From the fourteenth century onward, commercial brewers began to seriously threaten monastery beer production. Beer demand increased as income levels rose, trade and communities grew, and people became more concerned about water pollution. Travelling merchants needed a place to stay, food, and drink, and “inns” and “taverns” tried to provide for their needs. Trade centres like London, Bruges, Hamburg, and Munich quickly developed into significant brewing hubs. 

The beer industry underwent a significant transition globally due to scientific advancements made in the eighteenth and nineteenth centuries. New types of beer could be manufactured and the production process could be more precisely managed thanks to advances in our understanding of yeast, steam engines, and refrigeration. As a result, the brewery sector started down the path of industrialization, which significantly consolidated the market.

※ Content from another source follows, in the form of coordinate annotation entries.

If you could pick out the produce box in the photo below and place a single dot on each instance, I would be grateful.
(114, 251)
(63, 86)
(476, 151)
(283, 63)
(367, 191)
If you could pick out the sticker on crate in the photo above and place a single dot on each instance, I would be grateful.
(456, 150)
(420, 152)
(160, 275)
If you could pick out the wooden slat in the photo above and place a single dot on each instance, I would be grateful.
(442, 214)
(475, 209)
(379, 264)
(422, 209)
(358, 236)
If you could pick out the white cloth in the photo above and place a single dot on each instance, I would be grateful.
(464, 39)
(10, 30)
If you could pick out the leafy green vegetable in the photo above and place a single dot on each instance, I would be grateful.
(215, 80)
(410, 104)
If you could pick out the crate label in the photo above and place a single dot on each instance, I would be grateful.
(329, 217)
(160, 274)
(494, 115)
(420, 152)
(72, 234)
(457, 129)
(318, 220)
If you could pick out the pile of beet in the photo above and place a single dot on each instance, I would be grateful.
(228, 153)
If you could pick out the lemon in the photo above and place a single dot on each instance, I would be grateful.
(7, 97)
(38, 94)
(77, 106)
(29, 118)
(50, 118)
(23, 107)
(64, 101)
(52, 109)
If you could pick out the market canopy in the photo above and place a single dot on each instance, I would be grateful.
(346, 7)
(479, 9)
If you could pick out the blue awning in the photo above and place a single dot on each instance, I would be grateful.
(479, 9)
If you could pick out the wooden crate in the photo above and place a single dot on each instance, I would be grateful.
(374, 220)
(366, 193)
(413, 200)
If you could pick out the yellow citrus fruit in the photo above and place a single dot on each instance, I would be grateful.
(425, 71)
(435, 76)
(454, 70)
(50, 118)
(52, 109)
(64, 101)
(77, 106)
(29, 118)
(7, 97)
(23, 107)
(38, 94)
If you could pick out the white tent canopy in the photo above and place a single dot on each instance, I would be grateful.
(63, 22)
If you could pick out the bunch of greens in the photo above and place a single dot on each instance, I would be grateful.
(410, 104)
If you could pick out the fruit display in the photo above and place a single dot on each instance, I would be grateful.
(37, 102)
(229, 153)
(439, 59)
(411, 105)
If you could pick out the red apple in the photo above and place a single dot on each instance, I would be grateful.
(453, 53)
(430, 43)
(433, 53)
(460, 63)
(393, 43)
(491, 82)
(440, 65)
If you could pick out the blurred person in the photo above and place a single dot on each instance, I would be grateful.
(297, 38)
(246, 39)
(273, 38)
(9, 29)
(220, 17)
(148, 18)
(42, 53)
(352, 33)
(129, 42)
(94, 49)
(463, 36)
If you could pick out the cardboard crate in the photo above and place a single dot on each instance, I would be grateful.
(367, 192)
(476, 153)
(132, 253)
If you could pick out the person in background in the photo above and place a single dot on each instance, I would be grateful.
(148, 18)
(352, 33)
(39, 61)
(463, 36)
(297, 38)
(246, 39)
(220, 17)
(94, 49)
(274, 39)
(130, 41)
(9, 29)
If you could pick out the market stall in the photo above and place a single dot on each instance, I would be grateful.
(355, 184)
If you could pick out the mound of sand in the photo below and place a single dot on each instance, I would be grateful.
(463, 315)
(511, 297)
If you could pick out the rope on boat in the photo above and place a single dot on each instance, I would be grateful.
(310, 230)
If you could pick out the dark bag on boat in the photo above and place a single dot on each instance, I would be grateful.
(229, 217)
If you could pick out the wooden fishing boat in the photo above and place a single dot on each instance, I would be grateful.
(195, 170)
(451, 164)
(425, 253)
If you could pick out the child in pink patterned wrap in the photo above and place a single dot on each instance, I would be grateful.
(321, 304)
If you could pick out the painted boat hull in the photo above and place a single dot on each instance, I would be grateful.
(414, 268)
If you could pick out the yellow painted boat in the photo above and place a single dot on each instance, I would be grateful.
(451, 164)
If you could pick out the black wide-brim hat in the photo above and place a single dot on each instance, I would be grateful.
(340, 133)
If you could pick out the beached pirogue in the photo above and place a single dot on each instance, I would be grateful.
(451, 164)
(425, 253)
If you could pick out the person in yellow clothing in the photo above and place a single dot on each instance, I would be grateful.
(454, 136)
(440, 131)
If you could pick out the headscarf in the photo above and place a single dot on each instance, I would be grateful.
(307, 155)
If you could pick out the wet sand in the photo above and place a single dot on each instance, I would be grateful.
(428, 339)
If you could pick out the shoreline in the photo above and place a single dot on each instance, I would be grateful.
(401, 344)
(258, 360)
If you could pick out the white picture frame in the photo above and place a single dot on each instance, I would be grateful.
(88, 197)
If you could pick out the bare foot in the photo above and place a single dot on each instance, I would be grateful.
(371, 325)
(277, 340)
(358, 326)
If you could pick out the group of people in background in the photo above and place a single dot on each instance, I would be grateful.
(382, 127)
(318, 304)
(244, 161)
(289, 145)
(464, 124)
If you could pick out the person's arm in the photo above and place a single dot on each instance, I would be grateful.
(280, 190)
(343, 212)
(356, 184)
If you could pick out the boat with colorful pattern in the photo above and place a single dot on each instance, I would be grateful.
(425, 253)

As per the BarthHaas Report 2021-2022, the top 10 beer brewing countries in the world are – China, the United States of America, Brazil, Mexico, Germany, Russia, Japan, Vietnam, the United Kingdom, and Poland.

But there has been a counter-movement, which began in the US, against the growing dominance of increasingly standardised lager and light beers made by fewer and fewer brewing enterprises. Due to their modest size, new breweries producing “special beers” and “older” styles of beer were given the moniker “microbreweries.” Similar trends are currently being seen in several nations. Even though they still produce a small portion of the world’s beer, microbreweries are expanding quickly.

Although the aggregate growth figures could suggest brighter times ahead, craft beer still faces several difficulties. Government initiatives that helped many brewers weather the most difficult phases of the shutdowns have come to an end, supply chain concerns are straining already thin bottom lines, and the alcohol market is becoming increasingly competitive with new players vying for consumers’ attention.

Nonetheless, craft brewers can concentrate on doing what they do best—brewing the finest of suds.